Ricordo che quando lo sollecitavo a prendere posizione contro processi di militarizzazione del corpo dei vigili comunali, mi rispondeva con discorsi irenici, di pacifismo e di ottimismo improbabili. “Lasciatemi lavorare -sembrava che dicesse-, metterò tutti d’accordo”. Ma evidentemente bisognava scegliere, schierarsi, anziché tentare improbabili composizioni di contrasti insuperabili.
Ci rimase male quando fu rimosso da assessore. Si comportò come quei calciatori che, sostituiti nel corso della partita, mandano tutti a quel paese, a partire dall’allenatore. Ma, in questo caso, non era ben chiaro chi fosse l’allenatore responsabile, se il Partito od il Sindaco, e soprattutto si manifestavano processi che erano più grandi dei giocatori in campo. Il suo fallimento appariva come l’incapacità di dare un contributo al funzionamento democratico di un servizio di pubblica amministrazione; si voleva che apparisse come una incapacità tout court.
E su una accusa ingiusta di incapacità amministrativa si continuò a insistere. Vici non era un politico passivo, tutt’altro. Prese decisioni, in proprio ed in organismi collegiali, che gli costarono processi giudiziari. In uno di questi ebbe come avversario l’avvocato Accreman che, per quanto in dissenso con il PCI di cui fu dirigente apprezzato, era comunque uno di “sinistra”. L’avvocato Accreman lo accusò in modo esplicito e quasi brutale di incapacità amministrativa, ma l’accusa, per quanto ad effetto come si addiceva ad un riconosciuto principe del foro, era ingiusta.

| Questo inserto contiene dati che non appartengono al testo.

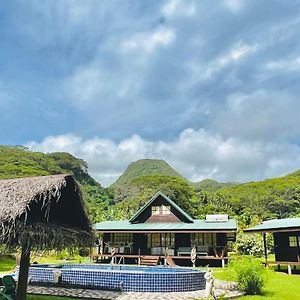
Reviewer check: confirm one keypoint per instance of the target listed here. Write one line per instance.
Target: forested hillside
(210, 185)
(20, 162)
(145, 167)
(249, 202)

Lino Vici ebbe incarichi di prestigio nel campo dell’igiene ambientale, della sanità e, sul finire, negli organismi di decentramento amministrativo e fu senz’altro rispettato, tanto quanto lui era rispettoso di tutti (forse fin troppo, nel caso della Polizia Municipale). Mantenne sempre il suo carattere attivo, aperto alle istanze della cittadinanza, in sostanza collaborativo.
Ma l’essere collaborativo presuppone che ci siano in atto processi aperti alla collaborazione e, soprattutto aperti per come li conosceva Lino Vici. Ma quei processi non erano più in atto. Eppure è un fatto che in tutta la sua attività di pubblico amministratore, pluridecennale, Lino mantenne un rigore morale ed una correttezza che gli rende onore, che condivise con tanti come lui, a Rimini ed in Italia, e che è stato un errore anche politico mettere sotto tono con gratuite accuse di incapacità.
Ho parlato anche di un rapporto umano che ho intrattenuto con lui. È stato infatti un rapporto di rispetto, di simpatia ed anche di ironia.
Ricordo una serata in compagnia sua e di altri tra i quali Piero Leoni e Carlo Morigi. Si scherzava facendo finneghismi, a partire dal suo nome e cognome e dalla sua statura bassa. Mi pare che fu Leoni ad uscirsene col dire che Vici aveva un seguito elettorale di tutto rispetto, perché risulta dalla stampa che “Bassolino fa man bassa di preferenze elettorali” (per chi non l’abbia conosciuto, Bassolino fu parlamentare napoletano, poi sindaco della città e presidente di regione). Morigi, mi pare, rispose rilevando che il Corpo di Polizia Municipale di Rimini si era dotato di un “vigilino”. E tutti ridevano, l’ironico Vici compreso.